Photo: Sugan Pokharel/CNN

Photo: Chandiraj Dahal
Not all organ traffickers are kind enough to wait for the villagers’ consent. Sometimes victims are kidnapped and forced to undergo operations. Or, they may be duped into believing that they need some other kind of operation, and the kidney is removed without their knowledge. Some victims are even murdered for both their kidneys. The ‘harvested’ organs are sold to wealthy recipients for up to six times the amount that the donor receives. Last year, TIME magazine reported the story of Kenam Tamang, who was tricked by his own son-in-law. He had promised Temang a better job in Chennai, India, but once they got there, it turned out to be a giant ruse. “I was escorted to the hospital, where I was told that they are taking out my kidney,” Tamang said. “He said I will get a good amount for the kidney and there will not be any health complications. He said it would even grow back.”
Photo: Sugan Pokharel/CNN
Ganesh Bahadur Damai’s story is quite similar.

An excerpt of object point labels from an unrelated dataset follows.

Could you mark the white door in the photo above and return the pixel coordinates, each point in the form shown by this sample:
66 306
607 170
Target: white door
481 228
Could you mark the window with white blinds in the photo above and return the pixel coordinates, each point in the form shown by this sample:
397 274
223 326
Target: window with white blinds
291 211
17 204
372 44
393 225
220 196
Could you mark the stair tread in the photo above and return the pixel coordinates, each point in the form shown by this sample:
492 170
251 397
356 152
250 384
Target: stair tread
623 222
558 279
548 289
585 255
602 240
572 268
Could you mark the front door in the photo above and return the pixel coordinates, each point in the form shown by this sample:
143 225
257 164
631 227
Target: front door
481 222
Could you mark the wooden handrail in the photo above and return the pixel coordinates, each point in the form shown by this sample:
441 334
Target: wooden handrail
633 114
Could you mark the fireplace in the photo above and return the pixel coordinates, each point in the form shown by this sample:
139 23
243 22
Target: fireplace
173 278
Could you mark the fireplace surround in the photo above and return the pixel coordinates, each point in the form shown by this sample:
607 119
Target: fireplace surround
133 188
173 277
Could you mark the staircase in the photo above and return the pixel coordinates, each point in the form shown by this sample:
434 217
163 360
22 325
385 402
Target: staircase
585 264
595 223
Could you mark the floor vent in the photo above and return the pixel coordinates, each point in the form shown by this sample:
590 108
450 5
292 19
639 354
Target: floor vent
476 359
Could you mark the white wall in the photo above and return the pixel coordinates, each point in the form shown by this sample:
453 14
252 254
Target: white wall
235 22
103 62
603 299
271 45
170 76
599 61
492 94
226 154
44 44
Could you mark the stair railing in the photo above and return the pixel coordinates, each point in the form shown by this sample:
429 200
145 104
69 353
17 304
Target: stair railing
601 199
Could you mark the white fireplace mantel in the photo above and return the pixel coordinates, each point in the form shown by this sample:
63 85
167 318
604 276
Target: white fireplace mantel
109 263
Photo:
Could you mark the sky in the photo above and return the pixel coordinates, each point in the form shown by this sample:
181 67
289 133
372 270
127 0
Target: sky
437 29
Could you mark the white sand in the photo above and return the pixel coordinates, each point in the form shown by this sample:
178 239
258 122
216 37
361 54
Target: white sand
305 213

He also traveled to India in search of better-paid work, but he soon found himself drunk with a group of strangers in Bangalore. “I was given an injection which made me unconscious for 24 hours,” he said. “When I awoke, I was in a hospital bed. They had taken my kidney.” Three months later, he was given $150 and sent back home, where he purchased a small plot of land. According to Laxman Lamichhane, a lawyer and programme coordinator at the Forum for Protection of People’s Rights Nepal (PPR Nepal), “People are feeling insecurity and fear in the places they are living now despite of the regular monitoring of security forces. They have to encounter so many new faces in day-to-day life. Some have been identified as human traffickers who are deliberately trying to lure people to good jobs and a better life in foreign countries like in India and abroad.”Krishna Pyari Nakarmi, another lawyer working at PPR, added: “When back in the villages, people who have been tricked into selling their kidneys often become the talk of the town in their communities and are subjects of widespread gossip.” These people are often shunned and ostracised in their own communities. “Even their children are discriminated at school. That leads them to drink because they are frustrated and depressed.”